Despite optimism and meaningful work from GM's management, shares took a dive to $31.93 on April 11. Ontario's Finance Minister Charles Sousa announced that he is looking to sell his General Motor's stake over the next year and House Energy and Commerce chairman Fred Upton said that GM ignition switch documents show “failure within the system.”
In May, CNBC reported that the investigator of the General Motors ignition problem, Jim Fredrico, will step down. With shares continuing to rebound following April's low, the stock was resilient to the May 6 recall of 56,214 2007-2008 Saturn Auras due to cable shift problems. Shareholders felt a 2.5 percent tug on a small recall of 8,590 Buick and Chevrolet vehicles from to brake defects. Even with the back-to-back recall, the stock recouped the losses.
Can GM Recover?
Shares of General Motors have fallen as much as 3.28 percent following Thursday's news of five additional recalls. Looking towards an uncertain future, General Motors has taken the necessary steps in minimizing losses due to the recalls.

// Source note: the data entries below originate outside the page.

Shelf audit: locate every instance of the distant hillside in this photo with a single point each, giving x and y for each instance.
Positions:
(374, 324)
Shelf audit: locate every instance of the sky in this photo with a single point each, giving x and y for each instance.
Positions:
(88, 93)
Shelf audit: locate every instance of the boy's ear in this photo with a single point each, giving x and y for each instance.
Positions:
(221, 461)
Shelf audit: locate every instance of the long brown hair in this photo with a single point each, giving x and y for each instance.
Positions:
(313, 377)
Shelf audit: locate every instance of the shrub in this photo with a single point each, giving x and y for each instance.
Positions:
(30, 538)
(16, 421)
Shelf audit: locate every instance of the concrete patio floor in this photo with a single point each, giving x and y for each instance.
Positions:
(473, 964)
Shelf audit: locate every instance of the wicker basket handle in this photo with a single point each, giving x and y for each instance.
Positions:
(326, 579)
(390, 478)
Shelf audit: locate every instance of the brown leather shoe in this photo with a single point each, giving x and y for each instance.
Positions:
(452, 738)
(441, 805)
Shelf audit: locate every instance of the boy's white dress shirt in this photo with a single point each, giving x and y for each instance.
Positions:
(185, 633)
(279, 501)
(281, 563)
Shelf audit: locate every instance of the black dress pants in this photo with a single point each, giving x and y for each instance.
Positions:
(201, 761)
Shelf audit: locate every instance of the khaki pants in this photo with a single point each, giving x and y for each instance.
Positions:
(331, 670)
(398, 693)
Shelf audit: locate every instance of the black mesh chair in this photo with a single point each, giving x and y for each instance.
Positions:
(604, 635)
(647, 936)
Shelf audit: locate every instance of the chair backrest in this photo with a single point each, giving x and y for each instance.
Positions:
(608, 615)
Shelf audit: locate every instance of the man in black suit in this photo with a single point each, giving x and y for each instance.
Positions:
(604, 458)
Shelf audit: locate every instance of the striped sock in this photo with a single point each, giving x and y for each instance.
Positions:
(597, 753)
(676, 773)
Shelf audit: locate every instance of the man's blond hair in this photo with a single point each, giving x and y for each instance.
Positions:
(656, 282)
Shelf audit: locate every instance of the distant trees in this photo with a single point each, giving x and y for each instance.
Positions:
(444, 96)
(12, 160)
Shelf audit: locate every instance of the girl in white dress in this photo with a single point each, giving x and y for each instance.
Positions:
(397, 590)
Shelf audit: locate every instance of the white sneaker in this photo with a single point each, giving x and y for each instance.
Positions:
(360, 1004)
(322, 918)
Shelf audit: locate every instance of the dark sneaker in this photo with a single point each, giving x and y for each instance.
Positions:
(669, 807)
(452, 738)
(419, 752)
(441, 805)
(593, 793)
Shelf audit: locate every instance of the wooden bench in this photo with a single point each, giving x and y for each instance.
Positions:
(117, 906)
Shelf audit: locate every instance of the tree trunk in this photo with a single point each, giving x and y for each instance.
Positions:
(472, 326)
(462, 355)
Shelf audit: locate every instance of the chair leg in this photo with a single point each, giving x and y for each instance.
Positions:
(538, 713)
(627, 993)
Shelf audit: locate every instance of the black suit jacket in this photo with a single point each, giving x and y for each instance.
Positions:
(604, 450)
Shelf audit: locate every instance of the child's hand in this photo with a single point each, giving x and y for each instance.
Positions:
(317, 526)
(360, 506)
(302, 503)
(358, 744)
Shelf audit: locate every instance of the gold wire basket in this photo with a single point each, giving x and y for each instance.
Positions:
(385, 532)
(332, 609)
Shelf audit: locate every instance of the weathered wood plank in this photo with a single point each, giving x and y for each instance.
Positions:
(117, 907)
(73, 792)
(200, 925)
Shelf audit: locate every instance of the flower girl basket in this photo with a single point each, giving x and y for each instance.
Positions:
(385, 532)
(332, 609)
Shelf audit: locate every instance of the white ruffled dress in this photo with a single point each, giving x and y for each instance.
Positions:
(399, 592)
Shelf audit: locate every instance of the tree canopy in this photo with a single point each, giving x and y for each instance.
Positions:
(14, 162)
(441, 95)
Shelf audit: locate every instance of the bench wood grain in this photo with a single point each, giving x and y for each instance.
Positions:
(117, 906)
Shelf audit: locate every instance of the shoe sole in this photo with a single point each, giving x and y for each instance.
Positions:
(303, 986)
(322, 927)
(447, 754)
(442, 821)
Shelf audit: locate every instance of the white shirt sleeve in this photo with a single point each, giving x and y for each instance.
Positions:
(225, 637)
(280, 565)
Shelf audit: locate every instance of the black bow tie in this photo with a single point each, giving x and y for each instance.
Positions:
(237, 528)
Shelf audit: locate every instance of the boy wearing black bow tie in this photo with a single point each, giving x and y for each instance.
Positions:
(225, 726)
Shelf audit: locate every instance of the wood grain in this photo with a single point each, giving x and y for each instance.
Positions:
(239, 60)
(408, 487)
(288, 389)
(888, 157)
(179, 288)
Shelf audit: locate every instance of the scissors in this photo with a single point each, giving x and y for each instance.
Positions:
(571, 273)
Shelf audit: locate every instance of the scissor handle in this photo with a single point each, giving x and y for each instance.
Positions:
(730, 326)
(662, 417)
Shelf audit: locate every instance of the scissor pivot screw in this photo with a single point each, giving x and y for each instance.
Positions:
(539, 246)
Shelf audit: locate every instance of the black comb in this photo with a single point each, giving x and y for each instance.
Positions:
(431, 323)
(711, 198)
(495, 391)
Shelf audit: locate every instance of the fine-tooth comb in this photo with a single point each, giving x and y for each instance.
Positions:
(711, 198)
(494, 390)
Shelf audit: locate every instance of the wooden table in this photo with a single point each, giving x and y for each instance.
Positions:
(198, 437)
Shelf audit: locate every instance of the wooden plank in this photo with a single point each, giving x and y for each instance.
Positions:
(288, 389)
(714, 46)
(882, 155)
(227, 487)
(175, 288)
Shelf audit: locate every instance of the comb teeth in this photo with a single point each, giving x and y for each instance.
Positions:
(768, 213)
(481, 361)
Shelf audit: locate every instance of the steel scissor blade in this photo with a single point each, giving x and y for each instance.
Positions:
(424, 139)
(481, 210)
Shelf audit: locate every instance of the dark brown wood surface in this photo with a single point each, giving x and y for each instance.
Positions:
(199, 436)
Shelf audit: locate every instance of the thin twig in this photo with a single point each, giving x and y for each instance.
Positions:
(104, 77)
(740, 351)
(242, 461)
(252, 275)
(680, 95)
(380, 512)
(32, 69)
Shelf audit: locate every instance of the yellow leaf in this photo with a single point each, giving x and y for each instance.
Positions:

With quality finally taking precedence and General Motor's “Speak up for Safety” program, shares could see a 14 percent upside contingent on no more “bad news.”
It is important to note that shares of Toyota took a 2.29 percent hit following its $1.2 billion settlement to end the U.S. probe with Toyota over disclosure of safety problems. Given the comparison with Toyota and taking inflation and news sensitivity of recent recalls into consideration, General Motors could feel a single-digit hit pending on the company's resolution with North American lawsuits.
Shares of GM closed Thursday at $34.36, down 1.66 percent.